Tapes are almost impervious to dropping, and even if you shatter the plastic housing by dropping the tape cartridge from large heights, the tape itself can usually be cleaned and respooled if the right care is taken.  These also tend to be the least affected by heat and electric shock.

While we can argue that most of that constitutes human error, there are other main kinds of damage that we need to protect against, not related to human error.  The most common problem is simply wear and tear.  Over time, with use hard drives and solid state drives wear out.  The more random seeks you do, such as the ones that come with video editing, the faster a hard drive will wear out.
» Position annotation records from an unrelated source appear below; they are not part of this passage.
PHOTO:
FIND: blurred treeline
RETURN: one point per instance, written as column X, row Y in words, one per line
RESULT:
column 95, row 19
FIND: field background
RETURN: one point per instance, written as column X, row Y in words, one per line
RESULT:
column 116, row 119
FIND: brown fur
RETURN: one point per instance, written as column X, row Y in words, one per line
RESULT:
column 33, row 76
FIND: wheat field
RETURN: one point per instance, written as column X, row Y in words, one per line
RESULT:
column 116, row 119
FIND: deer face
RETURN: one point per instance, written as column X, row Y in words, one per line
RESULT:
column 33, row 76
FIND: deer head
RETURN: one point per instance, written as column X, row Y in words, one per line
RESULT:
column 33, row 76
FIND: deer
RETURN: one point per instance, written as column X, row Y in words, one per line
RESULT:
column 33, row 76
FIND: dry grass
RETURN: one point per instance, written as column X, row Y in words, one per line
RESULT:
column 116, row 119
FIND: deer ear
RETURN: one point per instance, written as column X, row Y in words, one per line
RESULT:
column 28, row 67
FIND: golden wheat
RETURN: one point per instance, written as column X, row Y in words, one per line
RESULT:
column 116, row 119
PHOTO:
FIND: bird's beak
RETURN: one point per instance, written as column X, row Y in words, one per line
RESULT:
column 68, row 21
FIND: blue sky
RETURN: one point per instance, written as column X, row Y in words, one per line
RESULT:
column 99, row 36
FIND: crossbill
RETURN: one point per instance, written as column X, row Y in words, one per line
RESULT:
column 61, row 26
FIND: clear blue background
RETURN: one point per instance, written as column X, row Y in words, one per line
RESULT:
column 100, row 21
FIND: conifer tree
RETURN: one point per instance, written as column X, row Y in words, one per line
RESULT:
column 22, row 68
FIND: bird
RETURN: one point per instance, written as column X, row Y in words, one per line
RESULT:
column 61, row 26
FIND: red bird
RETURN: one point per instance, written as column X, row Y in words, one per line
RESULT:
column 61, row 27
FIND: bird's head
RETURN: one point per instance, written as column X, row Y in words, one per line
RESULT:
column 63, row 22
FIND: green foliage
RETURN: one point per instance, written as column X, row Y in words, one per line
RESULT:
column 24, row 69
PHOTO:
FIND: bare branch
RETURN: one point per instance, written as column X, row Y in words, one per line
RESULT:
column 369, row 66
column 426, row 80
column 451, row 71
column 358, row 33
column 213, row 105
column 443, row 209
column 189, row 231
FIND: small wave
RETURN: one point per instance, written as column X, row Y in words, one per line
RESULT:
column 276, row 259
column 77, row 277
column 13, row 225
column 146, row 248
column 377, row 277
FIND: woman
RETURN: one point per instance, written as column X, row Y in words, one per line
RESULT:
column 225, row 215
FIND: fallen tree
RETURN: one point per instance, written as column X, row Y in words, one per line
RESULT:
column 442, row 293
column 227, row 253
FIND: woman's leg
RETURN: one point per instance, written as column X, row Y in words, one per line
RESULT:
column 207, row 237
Something we’ve seen a lot of too is inexpensive control boards and connectivity circuits (USB, Thunderbolt, etc) slowly increasing their resistance over time and drawing more power until they break entirely.  This is just a normal part of wear and tear on integrated circuits and there’s nothing you can do to stop it.

Lastly, and hopefully less likely, you may find hard drives to be DOA, or “Dead on Arrival”.  In order to keep production and unit costs low, all manufacturers tolerate a certain number of drives simply not working, or failing very quickly after purchase.  The percentage of drives that fail out of the box is low, but it’s common enough that if you go through enough hard drives on a regular basis, you’ll probably experience it at some point.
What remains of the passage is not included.